7. Elle a relevé que, lors de sa réunion du 11 janvier 2015, l'assemblée générale des copropriétaires avait, à l'unanimité, approuvé les travaux de construction réalisés par la venderesse sur l'assise de la copropriété, et que l'état descriptif de division modifié et son rectificatif étaient conformes à ces dispositions adoptées par les copropriétaires.
8. Appréciant souverainement les éléments de preuve qui lui étaient soumis, elle en a déduit, d'une part, que toutes les parties étaient d'accord, antérieurement à la vente à M. et Mme [E], pour transférer la propriété du lot n° 314, des parties communes, à la venderesse puis à ses acquéreurs et, d'autre part, que Mme [W], et ensuite ces derniers, qui pouvaient en outre se prévaloir d'un juste titre, justifiaient d'une possession de bonne foi depuis au moins 2009.

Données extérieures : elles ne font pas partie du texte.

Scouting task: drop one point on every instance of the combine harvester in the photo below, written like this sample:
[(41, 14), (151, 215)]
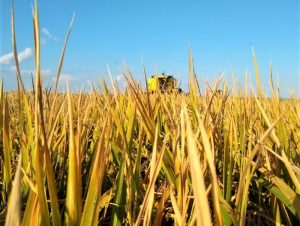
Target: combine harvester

9. Dès lors qu'il résultait de ces constatations et énonciations l'exclusion de tout risque d'éviction pour les acquéreurs, nonobstant l'annulation des actes modificatif et rectificatif de l'état descriptif de division de l'immeuble dont ils étaient seuls à l'origine, la cour d'appel en a exactement déduit que les conditions d'une annulation de la vente de la chose d'autrui n'étaient pas réunies.
10. Le moyen n'est donc pas fondé.
PAR CES MOTIFS, la Cour :
REJETTE le pourvoi ;
Condamne M. et Mme [E] aux dépens ;
En application de l'article 700 du code de procédure civile, rejette la demande formée par M. et Mme [E] et les condamne in solidum à payer à Mme [W] la somme de 3 000 euros.
Ainsi fait et jugé par la Cour de cassation, troisième chambre civile, et prononcé par le président en son audience publique du quatorze septembre deux mille vingt-trois.